なんだかよくわからないけれど、腹の底から笑いがあとからあとからこみ上げてきて、互いの笑い声がさらに可笑しさを増幅させて―――
ふたりは寝転がったまま、身体を折り曲げるようにしてしばらく笑い続けた。
「薫は、どうして剣術を始めたの?」
先程の稽古に加えてまた汗をかいてしまったほどに、ふたりはさんざん笑い転げた。
ようやく笑いの波がひいた後、横になって互いの顔をぼんやり眺めていると、剣心がぽつりと尋ねてきた。
「そうねぇ、一番のきっかけは・・・・・・父がやっていたから、かな」
父親は、ごく自然に薫に剣術を教えた。
両親から強要されたことはなかったが、一人っ子である薫は小さい頃から、「大人になったら自分が道場を継ぐのだ」と思っていた。
剣術は幼い頃から常に生活の一部であって、竹刀を手にするのは呼吸のように自然なことであった。
「だから父が亡くなったあと、遺志を継ぐのも当然だったし、あとはやっぱり・・・・・・強くなりたかったからかしら」
「女の人なのに?」
からかうような口調ではなく、剣心は心底不思議そうな顔で訊いた。
「別にね、一騎当千の強さが欲しいってわけじゃないのよ。
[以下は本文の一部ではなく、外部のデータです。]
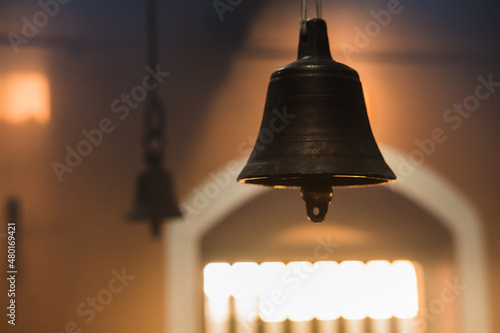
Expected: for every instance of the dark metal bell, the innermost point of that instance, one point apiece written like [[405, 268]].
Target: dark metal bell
[[154, 199], [315, 132]]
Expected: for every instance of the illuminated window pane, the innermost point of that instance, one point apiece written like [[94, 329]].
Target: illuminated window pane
[[25, 96], [301, 291]]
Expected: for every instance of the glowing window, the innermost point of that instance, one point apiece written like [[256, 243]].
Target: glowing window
[[300, 291], [24, 96]]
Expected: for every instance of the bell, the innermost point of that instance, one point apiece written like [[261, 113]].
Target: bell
[[154, 200], [315, 132]]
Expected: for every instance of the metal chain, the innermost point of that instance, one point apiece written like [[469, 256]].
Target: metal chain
[[155, 113]]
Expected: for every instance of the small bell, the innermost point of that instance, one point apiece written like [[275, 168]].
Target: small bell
[[154, 199], [315, 132]]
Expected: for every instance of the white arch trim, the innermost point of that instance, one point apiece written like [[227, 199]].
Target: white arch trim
[[423, 186]]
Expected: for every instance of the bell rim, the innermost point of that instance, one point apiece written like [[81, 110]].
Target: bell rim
[[334, 180]]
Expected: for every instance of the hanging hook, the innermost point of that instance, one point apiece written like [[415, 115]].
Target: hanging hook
[[303, 14]]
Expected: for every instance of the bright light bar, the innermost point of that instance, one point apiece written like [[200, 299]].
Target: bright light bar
[[326, 290]]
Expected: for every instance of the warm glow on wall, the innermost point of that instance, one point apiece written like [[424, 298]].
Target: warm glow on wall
[[301, 291], [24, 96]]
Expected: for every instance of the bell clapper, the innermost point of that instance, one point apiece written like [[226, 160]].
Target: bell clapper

ただ、父さんやわたしの信じる剣の心を、出来るだけ多くの人にまっすぐに伝えられるだけの強
さ。それがあれば充分だわ」
「薫は、もう充分強いよ」
「さっき弱いって言ったくせに」
「う・・・・・・それは、言葉のあやで」
困ったように眉を寄せた剣心に、薫は口元をゆるめる。
「剣心は、どうして強くなりたいの?」
「男だもん。強くなって、弱い者を守らなきゃ」
その口調は、薫のよく知る彼よりはずっと幼かったけれど、言っている本質はまったく同じだった。
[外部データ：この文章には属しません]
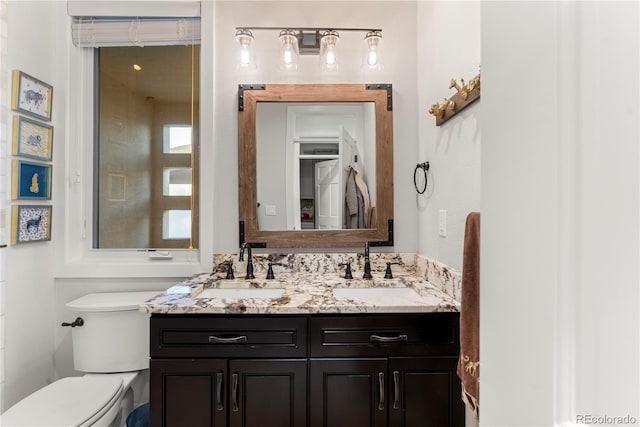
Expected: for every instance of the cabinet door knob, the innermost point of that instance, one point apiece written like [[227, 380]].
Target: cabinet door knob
[[224, 340], [219, 406], [396, 390], [381, 383], [378, 338], [234, 392]]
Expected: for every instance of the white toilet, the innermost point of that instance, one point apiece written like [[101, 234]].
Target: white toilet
[[112, 348]]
「虐げられて苦しんでいる人がいたら、助けたい。助けたり守ったりするには色々な方法があるんだろうけれど、俺が使えるのは剣しかないから」
静かに紡がれる言葉には、彼の年齢には似合わぬ重さと、彼の若さゆえの熱っぽさが同居していた。
「今にきっと、大きな変化がこの国にやってくると思うんだ・・・・・・その時に、少しでもその為に働けたらって思う。だから、強くなりたい」
剣心は仰向けになって、垂直に、空にむかって手をのばす。
ぴんと開かれたてのひらと指で、はるか高みにあるものを掴むかのように。
「あなたなら、なれるわ」
その一言は、自然に口をついて出た。
彼の未来を思うまでもなく、今ここにいる剣心の強い意志をたたえた瞳を見れば、それは当然のことと思えたから。
「・・・・・・ありがとう」
ぱさり、と腕を地に落として、剣心は少し照れた様子で呟くように言った。
「あのさ、薫」
「なぁに?」
ゆっくりと、剣心の顔が薫に向けられた。淡く明るい色の瞳に、薫の姿が映る。
「この前から気になっていたんだけど・・・・・・ずーっと前にさ、俺たちどこかで会ったことって、ないかな?」
些か、虚をつかれた。
それはきっと、あの夜のこと。
剣心の両親が亡くなった夜のことだ。
剣心の真剣な視線を受けとめて、咄嗟になんと返答すべきか迷った。が、すぐに薫は唇に笑みを浮かべた。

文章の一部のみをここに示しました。